COUNCIL Tax in Solihull will rise by 3.9 per cent in April after a budget was approved.
Solihull Metropolitan Borough Council leaders say they have raised the tax to compensate for government cuts to adult social care and other pressures.
The council tax hike tabled by the controlling Conservative group was passed by 27 votes to 16 at the budget debate on Thursday (March 1).
The budget proposals divided opinion with the opposition Green Party, UKIP and the Liberal Democrats opposing the 2018/19 plans.
Green leader of the opposition James Burn claimed it was “simply not a budget for everyone in Solihull”.
Taxpayers will have to contend with a £50 increase on the annual bill for an average Band D home.
The tax rise includes two per cent to go directly to adult social care.
The government enables councils to include up to three per cent for care services for the elderly, mainly at home and in communities.
Local authorities blame heavy government grant cuts since 2010 for cuts in services.
Authorities around the country have been facing budget shortfalls, but are obliged to balance the books.
Solihull council has set a £141million budget for the year from April.
The council budget report outlines financial pressures including the rising costs of adult social care from a growing elderly population, childcare and foster care.
To achieve a balanced budget in the next three years, the council is hoping to save £22million.
Proposals include cuts of nearly £700,000 from the children, education and skills portfolio, and cuts to services helping young disabled people get into employment.
But the budget report does outline a business rates pilot that could find an estimated £6million this financial year.
Council leader Bob Sleigh said: “In arriving at the our council tax recommendation we recognise there is a balance to be struck between the potential impact of a higher increase on council tax payers and of a lower increase on the services delivered to residents.
“For a number of years we have had in place a council tax reduction scheme for council tax payers whose individual circumstances may give them eligibility for council tax reduction, in part or in full.
“We are managing a significant number of budget pressures across council services, especially within Adult Social Care and Children’s Services.
“There has also been a significant reduction in funding we receive from government towards the cost of our services.
“In particular, the £700,000 grant for Troubled Families is from a separate government funding stream and is at risk if that ceases.”
Opposition councillors also outlined concerns about cuts to the STEPS service (Support Towards Employment, Progression And Satisfaction) which helps young disabled people into employment.
“Support for people with disabilities to gain and retain employment is an important part of inclusive economic growth and there is opportunity to look at new ways of supporting people with disabilities, which will have more impact and provide better value.
“As part of the development of an alternative approach, the plan is to disband the STEPS team.
“Our plans look at provision of employment support for people with learning disabilities through other routes.”
The Green Party and Liberal Democrats united during the debate to criticise ‘inequality’ in the borough.
As the Observer reported last December, there is a 10 year disparity in life expectancy in the borough’s richest and poorest wards.
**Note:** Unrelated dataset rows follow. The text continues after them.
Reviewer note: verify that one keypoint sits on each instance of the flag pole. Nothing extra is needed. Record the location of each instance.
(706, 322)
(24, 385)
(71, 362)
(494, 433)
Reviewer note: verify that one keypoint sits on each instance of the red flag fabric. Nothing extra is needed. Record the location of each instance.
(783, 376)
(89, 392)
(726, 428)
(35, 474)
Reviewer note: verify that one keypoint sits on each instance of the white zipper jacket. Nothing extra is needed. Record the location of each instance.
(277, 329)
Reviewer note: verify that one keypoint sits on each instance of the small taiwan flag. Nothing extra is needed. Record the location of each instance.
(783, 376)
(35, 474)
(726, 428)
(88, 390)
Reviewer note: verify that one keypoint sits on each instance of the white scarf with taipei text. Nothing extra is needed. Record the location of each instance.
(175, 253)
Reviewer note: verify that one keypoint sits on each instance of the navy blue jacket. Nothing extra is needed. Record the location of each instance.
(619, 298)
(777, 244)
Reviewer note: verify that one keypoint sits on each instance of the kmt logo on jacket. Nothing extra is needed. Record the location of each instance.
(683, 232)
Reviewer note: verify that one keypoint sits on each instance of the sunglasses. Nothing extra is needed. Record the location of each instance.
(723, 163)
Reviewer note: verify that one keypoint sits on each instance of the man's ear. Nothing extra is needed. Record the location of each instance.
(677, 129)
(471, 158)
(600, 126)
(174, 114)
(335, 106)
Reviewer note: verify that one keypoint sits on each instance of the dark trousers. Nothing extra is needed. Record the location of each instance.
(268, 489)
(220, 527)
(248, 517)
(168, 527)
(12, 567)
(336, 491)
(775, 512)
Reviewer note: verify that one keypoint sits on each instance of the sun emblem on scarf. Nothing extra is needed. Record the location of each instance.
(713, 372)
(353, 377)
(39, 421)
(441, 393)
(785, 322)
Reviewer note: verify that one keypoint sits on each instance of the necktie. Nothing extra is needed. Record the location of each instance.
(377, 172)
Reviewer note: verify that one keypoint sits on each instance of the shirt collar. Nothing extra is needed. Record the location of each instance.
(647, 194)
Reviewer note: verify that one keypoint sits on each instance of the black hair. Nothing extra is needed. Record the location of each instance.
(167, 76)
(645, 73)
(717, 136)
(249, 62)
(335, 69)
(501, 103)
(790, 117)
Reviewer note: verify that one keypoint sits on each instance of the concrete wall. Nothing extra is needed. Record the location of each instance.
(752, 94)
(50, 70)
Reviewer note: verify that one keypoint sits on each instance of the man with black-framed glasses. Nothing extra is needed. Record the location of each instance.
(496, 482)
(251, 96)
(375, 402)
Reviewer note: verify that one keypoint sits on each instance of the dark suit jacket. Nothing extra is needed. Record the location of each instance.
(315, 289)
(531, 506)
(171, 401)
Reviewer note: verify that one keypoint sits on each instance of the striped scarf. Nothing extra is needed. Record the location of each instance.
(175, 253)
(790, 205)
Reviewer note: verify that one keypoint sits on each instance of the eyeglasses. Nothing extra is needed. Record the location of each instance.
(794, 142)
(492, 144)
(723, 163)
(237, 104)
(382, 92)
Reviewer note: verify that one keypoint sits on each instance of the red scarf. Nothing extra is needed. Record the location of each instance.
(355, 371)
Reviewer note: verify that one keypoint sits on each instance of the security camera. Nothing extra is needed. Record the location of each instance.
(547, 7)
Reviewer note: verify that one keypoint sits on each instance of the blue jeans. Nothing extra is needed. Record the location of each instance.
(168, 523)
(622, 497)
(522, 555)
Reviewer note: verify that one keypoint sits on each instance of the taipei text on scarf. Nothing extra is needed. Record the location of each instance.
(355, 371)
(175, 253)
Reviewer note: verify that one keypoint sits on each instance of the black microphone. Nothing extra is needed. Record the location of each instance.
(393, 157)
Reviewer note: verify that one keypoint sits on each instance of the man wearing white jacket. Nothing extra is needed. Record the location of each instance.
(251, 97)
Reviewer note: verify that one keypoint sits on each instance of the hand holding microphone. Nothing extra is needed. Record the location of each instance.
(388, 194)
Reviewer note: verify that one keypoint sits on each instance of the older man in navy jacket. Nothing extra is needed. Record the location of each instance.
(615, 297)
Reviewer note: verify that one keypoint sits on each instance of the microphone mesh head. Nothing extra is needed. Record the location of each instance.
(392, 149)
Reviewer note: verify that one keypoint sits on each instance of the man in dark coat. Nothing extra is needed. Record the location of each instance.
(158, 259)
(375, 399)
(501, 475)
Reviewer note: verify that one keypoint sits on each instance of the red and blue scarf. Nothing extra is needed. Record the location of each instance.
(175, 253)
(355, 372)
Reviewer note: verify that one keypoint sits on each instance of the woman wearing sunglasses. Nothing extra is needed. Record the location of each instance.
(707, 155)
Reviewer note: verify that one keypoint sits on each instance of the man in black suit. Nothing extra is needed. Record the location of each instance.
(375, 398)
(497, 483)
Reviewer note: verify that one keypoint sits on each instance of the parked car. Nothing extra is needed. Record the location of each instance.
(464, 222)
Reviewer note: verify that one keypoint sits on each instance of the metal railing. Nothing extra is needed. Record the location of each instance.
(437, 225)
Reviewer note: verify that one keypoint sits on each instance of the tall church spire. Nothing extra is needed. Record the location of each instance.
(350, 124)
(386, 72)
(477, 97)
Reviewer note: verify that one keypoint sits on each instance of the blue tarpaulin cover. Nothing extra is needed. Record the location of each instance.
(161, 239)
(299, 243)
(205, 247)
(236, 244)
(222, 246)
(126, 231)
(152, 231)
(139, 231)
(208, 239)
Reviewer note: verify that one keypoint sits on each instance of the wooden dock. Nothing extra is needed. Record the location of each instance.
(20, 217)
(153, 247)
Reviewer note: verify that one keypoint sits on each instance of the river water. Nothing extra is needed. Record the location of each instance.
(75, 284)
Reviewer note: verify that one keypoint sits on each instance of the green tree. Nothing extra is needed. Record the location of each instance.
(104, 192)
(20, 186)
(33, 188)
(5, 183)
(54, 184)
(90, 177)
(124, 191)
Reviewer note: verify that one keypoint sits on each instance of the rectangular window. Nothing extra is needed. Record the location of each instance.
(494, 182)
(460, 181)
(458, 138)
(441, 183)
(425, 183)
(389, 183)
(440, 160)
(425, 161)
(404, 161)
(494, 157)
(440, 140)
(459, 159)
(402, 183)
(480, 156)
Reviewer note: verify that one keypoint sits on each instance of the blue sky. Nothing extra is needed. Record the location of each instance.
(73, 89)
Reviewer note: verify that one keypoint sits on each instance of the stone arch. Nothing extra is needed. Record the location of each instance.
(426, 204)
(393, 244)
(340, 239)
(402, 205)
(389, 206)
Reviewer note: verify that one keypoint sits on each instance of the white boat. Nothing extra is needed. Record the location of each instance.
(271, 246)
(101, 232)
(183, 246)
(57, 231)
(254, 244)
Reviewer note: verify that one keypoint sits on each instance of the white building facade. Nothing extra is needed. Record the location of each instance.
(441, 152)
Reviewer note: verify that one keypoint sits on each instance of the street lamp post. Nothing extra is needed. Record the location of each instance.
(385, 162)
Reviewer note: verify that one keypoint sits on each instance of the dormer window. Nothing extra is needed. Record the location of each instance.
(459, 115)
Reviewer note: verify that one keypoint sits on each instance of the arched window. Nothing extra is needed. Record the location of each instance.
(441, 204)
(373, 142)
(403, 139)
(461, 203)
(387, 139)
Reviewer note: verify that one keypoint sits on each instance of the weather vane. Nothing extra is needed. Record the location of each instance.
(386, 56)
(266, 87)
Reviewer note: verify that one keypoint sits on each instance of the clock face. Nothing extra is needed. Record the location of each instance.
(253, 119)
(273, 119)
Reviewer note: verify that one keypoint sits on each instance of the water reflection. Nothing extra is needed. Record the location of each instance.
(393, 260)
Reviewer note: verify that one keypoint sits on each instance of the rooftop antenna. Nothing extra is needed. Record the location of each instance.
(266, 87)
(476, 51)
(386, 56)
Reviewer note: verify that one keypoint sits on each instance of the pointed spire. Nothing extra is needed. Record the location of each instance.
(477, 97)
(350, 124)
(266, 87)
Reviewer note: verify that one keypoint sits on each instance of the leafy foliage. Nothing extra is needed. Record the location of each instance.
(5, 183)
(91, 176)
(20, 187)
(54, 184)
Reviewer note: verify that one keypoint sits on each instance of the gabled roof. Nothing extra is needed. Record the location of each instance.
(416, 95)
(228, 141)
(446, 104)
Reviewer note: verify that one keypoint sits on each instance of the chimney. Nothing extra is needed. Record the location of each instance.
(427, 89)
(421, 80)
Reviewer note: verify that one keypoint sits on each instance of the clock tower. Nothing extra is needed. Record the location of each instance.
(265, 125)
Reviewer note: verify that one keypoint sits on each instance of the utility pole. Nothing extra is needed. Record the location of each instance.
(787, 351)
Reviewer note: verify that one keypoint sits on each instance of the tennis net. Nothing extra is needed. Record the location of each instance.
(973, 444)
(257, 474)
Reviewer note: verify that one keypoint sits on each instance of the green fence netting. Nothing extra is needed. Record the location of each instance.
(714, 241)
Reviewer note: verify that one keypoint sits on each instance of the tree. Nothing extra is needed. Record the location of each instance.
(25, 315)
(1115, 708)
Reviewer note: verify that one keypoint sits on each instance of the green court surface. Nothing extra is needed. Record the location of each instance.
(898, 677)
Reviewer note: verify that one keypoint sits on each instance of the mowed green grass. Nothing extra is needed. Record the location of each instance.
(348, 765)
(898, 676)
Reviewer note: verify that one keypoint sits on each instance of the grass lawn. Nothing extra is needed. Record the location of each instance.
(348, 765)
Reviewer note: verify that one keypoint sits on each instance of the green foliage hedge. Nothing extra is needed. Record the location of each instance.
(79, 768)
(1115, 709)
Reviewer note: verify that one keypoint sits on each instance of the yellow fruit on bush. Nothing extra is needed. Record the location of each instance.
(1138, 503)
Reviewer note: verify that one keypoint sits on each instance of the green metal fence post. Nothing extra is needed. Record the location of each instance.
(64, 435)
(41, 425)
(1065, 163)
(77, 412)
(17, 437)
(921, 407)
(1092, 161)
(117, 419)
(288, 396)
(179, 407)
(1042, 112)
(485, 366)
Coun Burn claimed climate change and inequality were the borough’s ‘biggest challenges’.
But Coun Sleigh claimed that carbon management and issues associated with climate change was a very high priority on the draft council plan.
Coun Sleigh also responded to the life expectancy gap saying: “Overall people do live longer in Solihull than in most other parts of the country.
“There are also issues around choices that people make with regards to their own health that do impact very considerably on life expectancy.”
Chelmsley Wood Green councillor James Burn said: “Solihull is now gaining a reputation as one of the most unequal places to live in the country, with more and more areas slipping into poverty.
“In 2007 just 7 areas were in the bottom 10% for income, now it’s 18.
“The gap in life expectancy is also increasing, as men in our worst-off areas now die 12 years before those in the wealthiest areas.
“Just shy of 10,000 children in Solihull are living in poverty now.
“The shocking thing is that these gaps are growing significantly more in Solihull than for the rest of the country.
“The budget is a real change to address this and to set tackling poverty as one of our core aims.
“Not only does the budget fail to outline how we can spend our money better to tackle this problem, it fails to even acknowledge there is a problem.
“This is simply not a budget for everyone in Solihull.”
Solihull Lib Dems tweeted: “Tory Leader and Cabinet members blame “lifestyle choices” for 12 years lower life expectancy for North Solihull residents! Disbelief in Green and Lib Dem groups. #inequality.”